Porn in the metaverse
There are already various platforms where you can watch porn films with VR glasses. But that is only the beginning. Because when you combine VR (or AR) with haptic teledildonics, you create a multisensory experience! And if you have no idea what this sentence means, let me explain it to you.
Various sex toys from brands such as Kiiroo can already be operated by someone else – anywhere in the world. You can connect these toys to each other via the Internet. For example, a woman in New York uses a vibrator that is linked to an artificial vagina of someone in Maastricht. When she pushes the vibrator into herself, he feels it in the artificial vagina and vice versa. By also putting on virtual reality glasses, you see yourself having sex with (the avatar of) that other person.
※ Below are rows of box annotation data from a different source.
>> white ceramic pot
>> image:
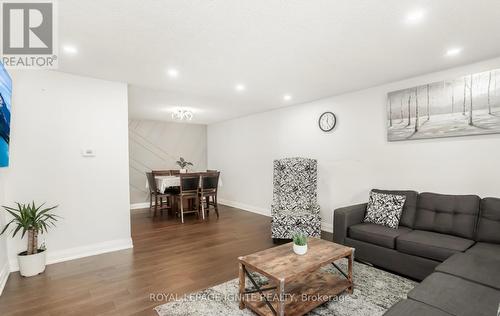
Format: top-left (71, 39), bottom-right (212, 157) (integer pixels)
top-left (17, 250), bottom-right (47, 277)
top-left (293, 244), bottom-right (307, 256)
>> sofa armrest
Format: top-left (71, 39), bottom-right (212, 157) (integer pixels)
top-left (333, 203), bottom-right (367, 244)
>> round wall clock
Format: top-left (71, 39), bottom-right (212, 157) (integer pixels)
top-left (318, 112), bottom-right (337, 132)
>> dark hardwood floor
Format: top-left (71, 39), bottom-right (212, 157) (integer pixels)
top-left (0, 206), bottom-right (273, 316)
top-left (0, 206), bottom-right (331, 316)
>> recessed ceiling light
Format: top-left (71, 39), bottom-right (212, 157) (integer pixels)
top-left (445, 47), bottom-right (462, 57)
top-left (63, 45), bottom-right (78, 55)
top-left (405, 9), bottom-right (425, 24)
top-left (234, 83), bottom-right (246, 91)
top-left (167, 68), bottom-right (179, 78)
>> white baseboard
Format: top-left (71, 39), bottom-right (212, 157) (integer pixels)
top-left (218, 199), bottom-right (333, 233)
top-left (0, 262), bottom-right (10, 295)
top-left (10, 238), bottom-right (134, 272)
top-left (130, 202), bottom-right (150, 210)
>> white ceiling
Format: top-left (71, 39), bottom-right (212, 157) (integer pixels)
top-left (58, 0), bottom-right (500, 123)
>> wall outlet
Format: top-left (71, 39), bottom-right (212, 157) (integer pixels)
top-left (82, 148), bottom-right (95, 157)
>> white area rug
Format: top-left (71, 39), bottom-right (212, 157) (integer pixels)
top-left (155, 261), bottom-right (417, 316)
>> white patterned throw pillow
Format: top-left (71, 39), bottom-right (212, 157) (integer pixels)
top-left (364, 191), bottom-right (406, 229)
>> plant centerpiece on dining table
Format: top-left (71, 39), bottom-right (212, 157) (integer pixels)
top-left (293, 232), bottom-right (307, 255)
top-left (0, 202), bottom-right (59, 277)
top-left (175, 157), bottom-right (193, 173)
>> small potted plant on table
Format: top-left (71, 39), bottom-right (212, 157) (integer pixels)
top-left (293, 233), bottom-right (307, 255)
top-left (0, 202), bottom-right (58, 277)
top-left (176, 157), bottom-right (193, 173)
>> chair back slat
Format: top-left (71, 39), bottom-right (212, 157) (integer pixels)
top-left (201, 172), bottom-right (219, 191)
top-left (146, 172), bottom-right (158, 193)
top-left (179, 173), bottom-right (200, 194)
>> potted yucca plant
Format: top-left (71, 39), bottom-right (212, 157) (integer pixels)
top-left (0, 202), bottom-right (58, 277)
top-left (293, 233), bottom-right (307, 255)
top-left (175, 157), bottom-right (193, 173)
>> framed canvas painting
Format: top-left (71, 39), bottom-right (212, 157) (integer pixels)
top-left (0, 63), bottom-right (12, 167)
top-left (387, 69), bottom-right (500, 141)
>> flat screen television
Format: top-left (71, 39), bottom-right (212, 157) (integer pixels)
top-left (0, 63), bottom-right (12, 167)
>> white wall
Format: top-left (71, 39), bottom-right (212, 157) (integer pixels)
top-left (0, 168), bottom-right (10, 295)
top-left (5, 71), bottom-right (132, 270)
top-left (208, 58), bottom-right (500, 231)
top-left (129, 120), bottom-right (207, 208)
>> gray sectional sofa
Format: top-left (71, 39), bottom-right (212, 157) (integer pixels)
top-left (334, 190), bottom-right (500, 316)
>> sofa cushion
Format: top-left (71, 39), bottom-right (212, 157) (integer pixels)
top-left (349, 223), bottom-right (411, 249)
top-left (476, 198), bottom-right (500, 244)
top-left (436, 253), bottom-right (500, 288)
top-left (408, 272), bottom-right (500, 316)
top-left (372, 189), bottom-right (418, 228)
top-left (466, 242), bottom-right (500, 259)
top-left (384, 299), bottom-right (451, 316)
top-left (396, 230), bottom-right (474, 261)
top-left (414, 193), bottom-right (481, 239)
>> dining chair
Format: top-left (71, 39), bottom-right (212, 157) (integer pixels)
top-left (151, 170), bottom-right (170, 177)
top-left (177, 173), bottom-right (200, 223)
top-left (200, 171), bottom-right (220, 218)
top-left (146, 172), bottom-right (174, 217)
top-left (168, 169), bottom-right (181, 176)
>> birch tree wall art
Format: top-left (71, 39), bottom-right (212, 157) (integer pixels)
top-left (387, 69), bottom-right (500, 141)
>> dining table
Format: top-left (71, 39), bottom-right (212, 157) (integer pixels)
top-left (146, 175), bottom-right (222, 192)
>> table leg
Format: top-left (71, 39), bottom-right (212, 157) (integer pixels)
top-left (347, 250), bottom-right (354, 294)
top-left (239, 262), bottom-right (245, 309)
top-left (278, 280), bottom-right (285, 316)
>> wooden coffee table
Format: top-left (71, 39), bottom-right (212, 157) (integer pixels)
top-left (238, 238), bottom-right (354, 316)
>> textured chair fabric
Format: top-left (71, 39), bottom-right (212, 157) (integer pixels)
top-left (476, 198), bottom-right (500, 244)
top-left (349, 223), bottom-right (411, 249)
top-left (372, 189), bottom-right (418, 228)
top-left (396, 230), bottom-right (474, 261)
top-left (271, 158), bottom-right (321, 239)
top-left (414, 193), bottom-right (480, 239)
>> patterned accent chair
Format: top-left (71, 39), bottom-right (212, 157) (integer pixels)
top-left (271, 158), bottom-right (321, 239)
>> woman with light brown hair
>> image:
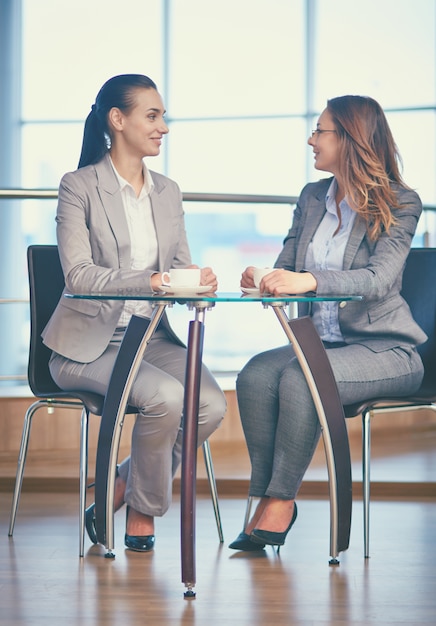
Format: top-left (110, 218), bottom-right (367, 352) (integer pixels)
top-left (230, 96), bottom-right (426, 551)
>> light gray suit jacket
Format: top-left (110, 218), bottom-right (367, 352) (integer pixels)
top-left (275, 178), bottom-right (427, 351)
top-left (42, 156), bottom-right (191, 363)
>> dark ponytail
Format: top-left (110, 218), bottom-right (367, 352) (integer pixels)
top-left (78, 74), bottom-right (157, 168)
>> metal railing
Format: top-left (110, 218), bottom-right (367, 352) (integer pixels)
top-left (0, 189), bottom-right (436, 382)
top-left (0, 189), bottom-right (298, 382)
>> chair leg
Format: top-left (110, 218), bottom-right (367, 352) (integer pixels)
top-left (243, 496), bottom-right (254, 530)
top-left (362, 411), bottom-right (371, 558)
top-left (8, 400), bottom-right (46, 537)
top-left (203, 439), bottom-right (224, 543)
top-left (79, 407), bottom-right (89, 557)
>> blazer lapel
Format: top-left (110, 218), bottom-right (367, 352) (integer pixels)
top-left (295, 178), bottom-right (332, 272)
top-left (150, 170), bottom-right (171, 270)
top-left (95, 155), bottom-right (131, 268)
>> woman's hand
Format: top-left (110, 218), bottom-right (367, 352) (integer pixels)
top-left (188, 265), bottom-right (218, 291)
top-left (241, 265), bottom-right (255, 289)
top-left (258, 268), bottom-right (317, 296)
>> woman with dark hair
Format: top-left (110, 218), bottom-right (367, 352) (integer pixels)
top-left (43, 74), bottom-right (225, 552)
top-left (230, 96), bottom-right (426, 551)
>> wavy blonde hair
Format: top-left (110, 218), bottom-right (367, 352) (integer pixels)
top-left (327, 96), bottom-right (407, 240)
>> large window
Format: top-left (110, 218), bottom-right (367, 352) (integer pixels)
top-left (0, 0), bottom-right (436, 374)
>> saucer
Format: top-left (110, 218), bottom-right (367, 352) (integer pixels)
top-left (159, 285), bottom-right (213, 296)
top-left (241, 287), bottom-right (260, 296)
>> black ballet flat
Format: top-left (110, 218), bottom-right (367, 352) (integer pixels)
top-left (250, 503), bottom-right (298, 547)
top-left (124, 505), bottom-right (155, 552)
top-left (85, 465), bottom-right (120, 544)
top-left (124, 533), bottom-right (154, 552)
top-left (229, 531), bottom-right (265, 552)
top-left (85, 503), bottom-right (98, 543)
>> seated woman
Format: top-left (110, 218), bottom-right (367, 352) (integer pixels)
top-left (43, 74), bottom-right (225, 552)
top-left (229, 96), bottom-right (426, 551)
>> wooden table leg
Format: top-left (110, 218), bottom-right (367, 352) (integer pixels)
top-left (180, 308), bottom-right (205, 598)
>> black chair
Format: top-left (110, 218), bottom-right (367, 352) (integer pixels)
top-left (344, 248), bottom-right (436, 557)
top-left (8, 245), bottom-right (224, 556)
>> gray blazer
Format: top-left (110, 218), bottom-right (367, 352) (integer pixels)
top-left (42, 156), bottom-right (191, 363)
top-left (275, 178), bottom-right (427, 351)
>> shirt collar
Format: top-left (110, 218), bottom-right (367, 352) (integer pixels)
top-left (325, 178), bottom-right (351, 215)
top-left (109, 155), bottom-right (154, 195)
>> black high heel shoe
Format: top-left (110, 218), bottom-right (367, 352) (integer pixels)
top-left (85, 465), bottom-right (120, 544)
top-left (250, 502), bottom-right (298, 548)
top-left (124, 506), bottom-right (155, 552)
top-left (229, 531), bottom-right (265, 552)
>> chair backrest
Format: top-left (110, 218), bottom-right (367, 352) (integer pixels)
top-left (27, 245), bottom-right (64, 397)
top-left (401, 248), bottom-right (436, 388)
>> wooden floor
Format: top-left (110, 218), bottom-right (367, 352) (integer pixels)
top-left (0, 492), bottom-right (436, 626)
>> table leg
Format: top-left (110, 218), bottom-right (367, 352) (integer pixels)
top-left (272, 305), bottom-right (352, 565)
top-left (180, 308), bottom-right (205, 598)
top-left (95, 302), bottom-right (168, 558)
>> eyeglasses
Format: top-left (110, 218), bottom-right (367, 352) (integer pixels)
top-left (312, 128), bottom-right (338, 137)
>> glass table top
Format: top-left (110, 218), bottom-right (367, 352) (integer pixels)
top-left (64, 288), bottom-right (363, 304)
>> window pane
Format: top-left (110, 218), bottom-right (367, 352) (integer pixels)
top-left (387, 111), bottom-right (436, 203)
top-left (164, 119), bottom-right (310, 195)
top-left (315, 0), bottom-right (436, 110)
top-left (167, 0), bottom-right (305, 118)
top-left (23, 0), bottom-right (162, 119)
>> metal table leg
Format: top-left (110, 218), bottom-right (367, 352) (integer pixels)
top-left (180, 303), bottom-right (206, 598)
top-left (95, 302), bottom-right (171, 558)
top-left (271, 304), bottom-right (352, 565)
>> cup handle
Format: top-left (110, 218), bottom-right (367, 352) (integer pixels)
top-left (161, 272), bottom-right (171, 287)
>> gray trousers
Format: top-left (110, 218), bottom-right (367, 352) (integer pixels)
top-left (236, 338), bottom-right (423, 500)
top-left (50, 329), bottom-right (226, 516)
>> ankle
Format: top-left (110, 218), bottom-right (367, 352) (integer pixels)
top-left (126, 507), bottom-right (154, 537)
top-left (244, 496), bottom-right (269, 535)
top-left (256, 498), bottom-right (295, 532)
top-left (114, 476), bottom-right (126, 511)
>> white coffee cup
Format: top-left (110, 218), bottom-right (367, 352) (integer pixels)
top-left (253, 267), bottom-right (275, 289)
top-left (162, 267), bottom-right (201, 288)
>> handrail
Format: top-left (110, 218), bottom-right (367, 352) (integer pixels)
top-left (0, 188), bottom-right (436, 382)
top-left (0, 188), bottom-right (436, 211)
top-left (0, 189), bottom-right (300, 204)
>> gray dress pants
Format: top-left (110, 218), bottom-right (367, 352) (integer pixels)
top-left (236, 344), bottom-right (424, 500)
top-left (50, 329), bottom-right (226, 516)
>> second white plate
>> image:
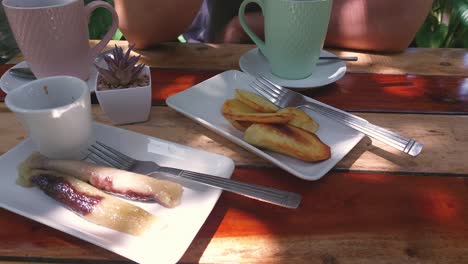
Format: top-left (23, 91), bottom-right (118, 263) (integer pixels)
top-left (0, 123), bottom-right (234, 263)
top-left (166, 70), bottom-right (364, 180)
Basically, this kind of technology will be reflected in the metaverse. It will make porn more interactive. You will imagine yourself to be part of the porn film and, by means of sensors and sex toys, actually feel what you see. This will also allow you to have virtual sex, that is impossible in the physical world. Do you have a fetish for space aliens? Do you dream of sex with a giant human? Do you fantasise about sex with a flying dragon? The metaverse will make it possible.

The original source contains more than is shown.